Sur une scène dénudée, il y a Chet Baker, celui qui est devenu ce grand trompettiste de Jazz universellement connu. S'il avait été un fils plus docile, il se serait plutôt mis au trombone, et n'aurait pas fini par revendre celui que son père lui a offert ! Mais Chet préfère explorer ses propres voies. La musique d'abord, travailler son instrument pour arriver a ce qui deviendra son style, sa marque, souvent à la limite de la rupture, en de longues phrases sinueuses. Il explore aussi d'autres voies ou il se perdra : herbe, cocaïne, la prison, la perte de l'envie de jouer.
Dans ce long et douloureux cheminement, il y a Benoît Braconnier et Damon Brown, sans oublier sa trompette. Ils jouent deux visages de Chet Baker. On perçoit comment l'homme n'est pas à la hauteur du musicien qui est en lui, combien ses errances musellent la trompette. Combien la musique arrive par moment à relever l'homme, à lui redonner le goût du beau, celui de l'exploration de l'instrument. Mais c'est finalement la drogue qui prendra le dessus.

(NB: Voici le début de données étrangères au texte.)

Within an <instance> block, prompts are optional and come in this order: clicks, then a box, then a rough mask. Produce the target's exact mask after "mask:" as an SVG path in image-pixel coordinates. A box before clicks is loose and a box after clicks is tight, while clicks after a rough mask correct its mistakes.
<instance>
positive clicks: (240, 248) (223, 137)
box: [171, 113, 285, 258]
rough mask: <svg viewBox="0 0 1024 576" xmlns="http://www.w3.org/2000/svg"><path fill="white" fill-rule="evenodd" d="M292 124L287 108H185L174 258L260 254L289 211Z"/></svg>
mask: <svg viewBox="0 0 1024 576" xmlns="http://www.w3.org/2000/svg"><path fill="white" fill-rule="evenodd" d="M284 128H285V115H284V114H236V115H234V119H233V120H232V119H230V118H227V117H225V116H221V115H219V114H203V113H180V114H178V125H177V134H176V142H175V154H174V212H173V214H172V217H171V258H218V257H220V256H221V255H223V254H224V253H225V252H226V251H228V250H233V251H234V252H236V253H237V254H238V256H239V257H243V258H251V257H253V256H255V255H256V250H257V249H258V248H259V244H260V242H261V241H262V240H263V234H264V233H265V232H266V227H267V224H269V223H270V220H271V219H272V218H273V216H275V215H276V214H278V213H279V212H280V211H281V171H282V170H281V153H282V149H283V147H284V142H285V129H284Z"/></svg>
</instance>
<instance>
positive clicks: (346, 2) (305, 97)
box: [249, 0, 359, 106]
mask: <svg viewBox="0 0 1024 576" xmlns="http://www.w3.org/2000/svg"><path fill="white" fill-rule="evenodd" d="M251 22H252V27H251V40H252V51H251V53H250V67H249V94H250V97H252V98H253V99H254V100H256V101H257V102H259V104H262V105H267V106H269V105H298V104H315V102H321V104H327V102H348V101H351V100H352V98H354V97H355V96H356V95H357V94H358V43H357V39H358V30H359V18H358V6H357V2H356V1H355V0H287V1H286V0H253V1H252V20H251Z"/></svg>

Dounia Bouhajeb qui a écrit ce texte et l'a mis en scène, nous fait suivre pendant une heure les errances de Chet Baker, en jouant sur l'alternance, la complémentarité du comédien et du musicien. Un jeu dans lequel le jeu de lumières prend une place à part entière. Et pour le spectateur, c'est un moment hors du temps qui le plonge dans une intimité troublante.